My mom, Bernice Kindrick, was a Chenault. The Chenault and Kindrick kids all attended school in Junction.
So here we are, the maxillofacial oral surgeon and professor who has spent his life dipping snuff and putting broken faces back together, and his outlaw journalist cousin who hasn’t worn a set of handcuffs (or used alcohol or dope) since October 16, 1989.
My plan is to keep on writing, starting with an online presence which may be a continuation of the Action Magazine website, and only God knows what else. I guess old chicken snakes are hard to kill.
I asked Roy if he is still dipping Copenhaagen snuff. I feared that he would crush me with some sort of pussified capitulation speech about how he has reconsidered and repented of his evil habit since publication of his book on safely using smokeless tobacco.
My fears were unfounded and I knew all was well when Dr. Kindrick emailed me his answer:
“I use General Snus pouches. It is imported from Sweden. Read about it at generalsnus.com. It is sun cured rather than smoke cured (less carcinogens). My favorite is the General Snus White.”
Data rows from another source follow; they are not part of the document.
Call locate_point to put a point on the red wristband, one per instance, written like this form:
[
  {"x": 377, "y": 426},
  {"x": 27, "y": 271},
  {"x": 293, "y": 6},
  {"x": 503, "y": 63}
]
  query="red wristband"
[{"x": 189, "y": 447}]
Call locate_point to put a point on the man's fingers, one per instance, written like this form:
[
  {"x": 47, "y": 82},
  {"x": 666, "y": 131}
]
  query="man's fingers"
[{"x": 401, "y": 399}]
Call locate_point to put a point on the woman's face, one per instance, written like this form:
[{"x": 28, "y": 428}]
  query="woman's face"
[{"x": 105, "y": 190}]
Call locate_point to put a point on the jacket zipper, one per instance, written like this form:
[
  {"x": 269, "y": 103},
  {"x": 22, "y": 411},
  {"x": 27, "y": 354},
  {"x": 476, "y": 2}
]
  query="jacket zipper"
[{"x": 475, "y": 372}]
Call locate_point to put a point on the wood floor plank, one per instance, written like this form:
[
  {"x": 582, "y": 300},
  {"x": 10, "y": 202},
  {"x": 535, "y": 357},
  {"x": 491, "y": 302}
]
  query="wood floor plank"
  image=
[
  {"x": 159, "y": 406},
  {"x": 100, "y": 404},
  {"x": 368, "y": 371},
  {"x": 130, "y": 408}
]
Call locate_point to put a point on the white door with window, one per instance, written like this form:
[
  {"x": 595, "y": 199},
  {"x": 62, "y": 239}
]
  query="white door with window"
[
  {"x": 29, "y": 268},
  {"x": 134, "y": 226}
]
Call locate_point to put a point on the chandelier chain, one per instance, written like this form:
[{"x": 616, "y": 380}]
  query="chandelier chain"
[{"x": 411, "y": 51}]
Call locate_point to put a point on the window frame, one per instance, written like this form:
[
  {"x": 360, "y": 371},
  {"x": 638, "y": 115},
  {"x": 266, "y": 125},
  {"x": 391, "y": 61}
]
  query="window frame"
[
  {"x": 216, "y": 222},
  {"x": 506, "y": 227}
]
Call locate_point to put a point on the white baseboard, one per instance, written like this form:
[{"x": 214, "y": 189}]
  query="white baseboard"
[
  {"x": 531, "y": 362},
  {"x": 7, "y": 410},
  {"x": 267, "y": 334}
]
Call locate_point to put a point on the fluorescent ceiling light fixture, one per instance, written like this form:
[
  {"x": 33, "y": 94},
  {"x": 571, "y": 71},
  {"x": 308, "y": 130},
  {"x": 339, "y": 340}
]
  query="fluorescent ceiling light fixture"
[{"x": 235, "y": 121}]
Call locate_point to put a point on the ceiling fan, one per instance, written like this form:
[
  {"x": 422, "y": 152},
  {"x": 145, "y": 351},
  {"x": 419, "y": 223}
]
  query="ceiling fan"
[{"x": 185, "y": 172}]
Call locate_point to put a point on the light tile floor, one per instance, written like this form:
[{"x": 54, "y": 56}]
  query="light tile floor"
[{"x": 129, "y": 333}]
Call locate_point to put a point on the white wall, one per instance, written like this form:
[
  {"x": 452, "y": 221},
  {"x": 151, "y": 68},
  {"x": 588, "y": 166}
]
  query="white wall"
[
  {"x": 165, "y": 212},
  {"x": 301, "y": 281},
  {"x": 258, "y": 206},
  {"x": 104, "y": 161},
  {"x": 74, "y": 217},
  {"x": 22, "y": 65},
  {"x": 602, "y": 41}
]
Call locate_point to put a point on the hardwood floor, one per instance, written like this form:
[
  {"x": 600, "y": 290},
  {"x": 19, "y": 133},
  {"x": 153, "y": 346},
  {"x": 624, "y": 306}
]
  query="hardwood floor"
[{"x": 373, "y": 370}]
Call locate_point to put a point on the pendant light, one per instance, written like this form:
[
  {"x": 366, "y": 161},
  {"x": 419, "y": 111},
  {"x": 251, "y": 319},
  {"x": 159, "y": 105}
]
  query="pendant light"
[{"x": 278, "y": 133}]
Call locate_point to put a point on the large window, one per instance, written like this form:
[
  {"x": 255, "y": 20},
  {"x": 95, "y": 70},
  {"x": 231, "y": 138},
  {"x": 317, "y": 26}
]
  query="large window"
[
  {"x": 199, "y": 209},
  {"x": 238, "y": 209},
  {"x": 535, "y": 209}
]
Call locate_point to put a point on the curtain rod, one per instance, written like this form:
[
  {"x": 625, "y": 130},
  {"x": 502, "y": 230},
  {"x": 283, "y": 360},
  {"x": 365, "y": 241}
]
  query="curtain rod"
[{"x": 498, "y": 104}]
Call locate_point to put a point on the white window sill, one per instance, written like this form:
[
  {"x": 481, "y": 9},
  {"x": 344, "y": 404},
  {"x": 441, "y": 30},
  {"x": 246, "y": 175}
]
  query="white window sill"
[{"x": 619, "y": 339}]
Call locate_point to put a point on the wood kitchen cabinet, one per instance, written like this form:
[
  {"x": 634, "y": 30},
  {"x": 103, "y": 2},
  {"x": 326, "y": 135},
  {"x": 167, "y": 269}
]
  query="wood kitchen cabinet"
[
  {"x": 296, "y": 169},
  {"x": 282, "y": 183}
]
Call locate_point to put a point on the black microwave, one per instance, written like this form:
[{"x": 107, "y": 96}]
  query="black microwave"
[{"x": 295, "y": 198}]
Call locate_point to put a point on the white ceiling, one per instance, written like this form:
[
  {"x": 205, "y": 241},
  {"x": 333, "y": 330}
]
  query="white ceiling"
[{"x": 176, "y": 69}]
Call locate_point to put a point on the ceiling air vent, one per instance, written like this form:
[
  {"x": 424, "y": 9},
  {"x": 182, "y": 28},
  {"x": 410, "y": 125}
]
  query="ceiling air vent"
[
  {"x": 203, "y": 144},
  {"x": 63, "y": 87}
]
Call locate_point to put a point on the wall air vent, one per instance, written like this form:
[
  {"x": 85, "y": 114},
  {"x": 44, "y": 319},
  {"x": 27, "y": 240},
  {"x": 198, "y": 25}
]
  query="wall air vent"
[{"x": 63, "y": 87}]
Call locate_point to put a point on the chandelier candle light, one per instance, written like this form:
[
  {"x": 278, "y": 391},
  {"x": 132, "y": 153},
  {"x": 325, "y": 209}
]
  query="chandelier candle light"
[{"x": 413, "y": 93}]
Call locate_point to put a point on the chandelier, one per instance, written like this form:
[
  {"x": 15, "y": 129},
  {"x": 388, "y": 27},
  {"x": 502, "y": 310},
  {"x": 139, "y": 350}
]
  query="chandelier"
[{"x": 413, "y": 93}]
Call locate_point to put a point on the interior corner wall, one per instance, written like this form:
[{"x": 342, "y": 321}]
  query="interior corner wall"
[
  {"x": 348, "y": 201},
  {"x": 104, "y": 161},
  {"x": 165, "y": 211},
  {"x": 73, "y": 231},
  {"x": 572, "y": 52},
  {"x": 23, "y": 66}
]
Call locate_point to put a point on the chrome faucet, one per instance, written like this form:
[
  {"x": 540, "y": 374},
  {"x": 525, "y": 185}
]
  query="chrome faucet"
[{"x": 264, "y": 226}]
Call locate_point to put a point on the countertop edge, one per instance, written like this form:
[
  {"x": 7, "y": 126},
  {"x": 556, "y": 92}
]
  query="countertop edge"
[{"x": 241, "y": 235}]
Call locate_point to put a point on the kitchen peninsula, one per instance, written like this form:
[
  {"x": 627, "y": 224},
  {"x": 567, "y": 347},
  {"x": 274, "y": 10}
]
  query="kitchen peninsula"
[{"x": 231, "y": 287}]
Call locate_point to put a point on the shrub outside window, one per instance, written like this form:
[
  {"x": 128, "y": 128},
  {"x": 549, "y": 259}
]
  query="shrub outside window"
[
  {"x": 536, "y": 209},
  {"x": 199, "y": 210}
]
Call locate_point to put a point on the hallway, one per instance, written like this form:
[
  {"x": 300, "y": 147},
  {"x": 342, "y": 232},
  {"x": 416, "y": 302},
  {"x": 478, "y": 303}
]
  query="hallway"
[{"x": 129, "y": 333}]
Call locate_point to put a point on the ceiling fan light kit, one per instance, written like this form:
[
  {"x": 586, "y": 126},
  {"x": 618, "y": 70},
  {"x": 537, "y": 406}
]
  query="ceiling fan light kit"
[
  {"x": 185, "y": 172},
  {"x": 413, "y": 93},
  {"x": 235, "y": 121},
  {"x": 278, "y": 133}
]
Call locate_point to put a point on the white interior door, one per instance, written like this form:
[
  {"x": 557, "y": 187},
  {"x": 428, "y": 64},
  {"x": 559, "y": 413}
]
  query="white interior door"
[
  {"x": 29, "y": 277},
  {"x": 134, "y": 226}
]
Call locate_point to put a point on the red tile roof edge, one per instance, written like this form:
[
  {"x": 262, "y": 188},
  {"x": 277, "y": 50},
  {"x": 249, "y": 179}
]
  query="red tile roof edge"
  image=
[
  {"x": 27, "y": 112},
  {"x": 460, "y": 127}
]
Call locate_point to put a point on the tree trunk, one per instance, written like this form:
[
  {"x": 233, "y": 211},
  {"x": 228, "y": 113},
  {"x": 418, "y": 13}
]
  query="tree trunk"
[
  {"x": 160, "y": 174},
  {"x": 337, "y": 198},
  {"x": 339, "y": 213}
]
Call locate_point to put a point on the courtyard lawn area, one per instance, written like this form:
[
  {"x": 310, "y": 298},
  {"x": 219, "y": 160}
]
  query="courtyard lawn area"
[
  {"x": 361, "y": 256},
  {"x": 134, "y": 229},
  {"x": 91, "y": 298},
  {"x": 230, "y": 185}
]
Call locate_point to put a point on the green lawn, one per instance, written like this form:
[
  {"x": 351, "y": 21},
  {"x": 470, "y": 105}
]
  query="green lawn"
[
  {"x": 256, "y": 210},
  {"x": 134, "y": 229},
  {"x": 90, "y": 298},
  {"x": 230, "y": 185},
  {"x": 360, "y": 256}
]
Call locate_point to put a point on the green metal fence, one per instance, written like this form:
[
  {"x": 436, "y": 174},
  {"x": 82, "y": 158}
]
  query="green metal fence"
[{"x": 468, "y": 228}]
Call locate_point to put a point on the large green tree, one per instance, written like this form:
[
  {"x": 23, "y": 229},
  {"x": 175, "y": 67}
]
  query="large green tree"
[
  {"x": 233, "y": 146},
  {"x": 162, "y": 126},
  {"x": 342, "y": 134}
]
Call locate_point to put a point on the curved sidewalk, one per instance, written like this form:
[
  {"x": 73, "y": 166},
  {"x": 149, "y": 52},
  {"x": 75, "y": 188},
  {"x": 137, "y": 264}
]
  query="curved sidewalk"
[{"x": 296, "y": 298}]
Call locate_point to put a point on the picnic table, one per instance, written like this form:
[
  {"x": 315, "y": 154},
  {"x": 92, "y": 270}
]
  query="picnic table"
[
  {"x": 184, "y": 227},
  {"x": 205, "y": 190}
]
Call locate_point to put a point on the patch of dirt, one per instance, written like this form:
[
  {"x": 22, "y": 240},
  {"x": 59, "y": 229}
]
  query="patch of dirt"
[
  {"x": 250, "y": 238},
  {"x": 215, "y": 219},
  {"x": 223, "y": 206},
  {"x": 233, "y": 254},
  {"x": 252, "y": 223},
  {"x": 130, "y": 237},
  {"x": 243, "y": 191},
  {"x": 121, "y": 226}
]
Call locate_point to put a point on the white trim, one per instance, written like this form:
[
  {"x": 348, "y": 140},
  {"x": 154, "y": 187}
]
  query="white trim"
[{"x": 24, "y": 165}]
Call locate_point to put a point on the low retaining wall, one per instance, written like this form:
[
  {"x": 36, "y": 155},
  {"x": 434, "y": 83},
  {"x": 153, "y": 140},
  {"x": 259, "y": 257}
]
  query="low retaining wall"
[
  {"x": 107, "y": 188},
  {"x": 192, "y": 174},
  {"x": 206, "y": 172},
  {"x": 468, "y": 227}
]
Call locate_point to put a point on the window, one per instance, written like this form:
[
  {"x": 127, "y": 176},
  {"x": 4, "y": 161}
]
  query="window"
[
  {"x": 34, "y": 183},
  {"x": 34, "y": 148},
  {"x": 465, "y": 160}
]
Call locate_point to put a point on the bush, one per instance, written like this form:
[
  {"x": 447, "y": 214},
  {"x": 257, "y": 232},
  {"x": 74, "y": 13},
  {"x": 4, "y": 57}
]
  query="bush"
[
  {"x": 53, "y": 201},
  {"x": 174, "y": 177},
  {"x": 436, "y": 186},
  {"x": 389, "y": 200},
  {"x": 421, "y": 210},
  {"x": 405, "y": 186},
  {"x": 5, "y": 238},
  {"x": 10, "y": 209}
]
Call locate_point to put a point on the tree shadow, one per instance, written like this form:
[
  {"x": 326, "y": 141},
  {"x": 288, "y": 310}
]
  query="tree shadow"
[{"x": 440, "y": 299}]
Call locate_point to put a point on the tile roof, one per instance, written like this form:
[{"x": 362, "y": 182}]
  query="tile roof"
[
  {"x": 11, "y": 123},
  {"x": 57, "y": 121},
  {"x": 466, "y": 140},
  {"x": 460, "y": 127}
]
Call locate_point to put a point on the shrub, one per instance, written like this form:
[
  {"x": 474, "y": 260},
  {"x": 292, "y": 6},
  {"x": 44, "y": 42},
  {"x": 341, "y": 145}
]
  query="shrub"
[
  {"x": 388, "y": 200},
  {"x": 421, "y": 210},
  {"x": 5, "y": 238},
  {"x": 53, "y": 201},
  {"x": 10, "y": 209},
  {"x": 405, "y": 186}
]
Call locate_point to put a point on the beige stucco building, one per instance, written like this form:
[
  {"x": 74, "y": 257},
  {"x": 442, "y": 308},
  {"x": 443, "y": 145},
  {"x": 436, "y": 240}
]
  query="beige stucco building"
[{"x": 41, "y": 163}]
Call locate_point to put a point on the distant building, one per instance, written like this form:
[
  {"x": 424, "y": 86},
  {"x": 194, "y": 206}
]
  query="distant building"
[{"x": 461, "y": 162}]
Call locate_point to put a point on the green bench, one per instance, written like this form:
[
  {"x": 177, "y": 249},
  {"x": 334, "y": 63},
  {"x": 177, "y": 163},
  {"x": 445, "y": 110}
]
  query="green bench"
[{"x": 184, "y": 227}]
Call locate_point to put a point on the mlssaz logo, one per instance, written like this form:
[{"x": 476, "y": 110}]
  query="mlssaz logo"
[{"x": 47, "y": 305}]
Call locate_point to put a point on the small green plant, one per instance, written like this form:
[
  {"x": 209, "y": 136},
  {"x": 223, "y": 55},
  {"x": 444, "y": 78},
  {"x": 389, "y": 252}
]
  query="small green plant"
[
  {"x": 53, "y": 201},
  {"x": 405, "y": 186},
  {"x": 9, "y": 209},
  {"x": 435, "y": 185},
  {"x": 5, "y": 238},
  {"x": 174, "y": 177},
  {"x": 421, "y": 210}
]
Then the doctor wound it up:
“Anything enjoyable seems to carry risks. I probably should lie and say I am not a user. Don’t let me be a bad influence. How did you know? You are amazing.”
When I went to the General Snus website the big bold warning was atypical: This product can cause gum disease and tooth loss!
Doctor Roy wouldn’t give a bear the road. I know that he will find plenty to do and that both of us will be okay. Retirement is just a word and years are only numbers.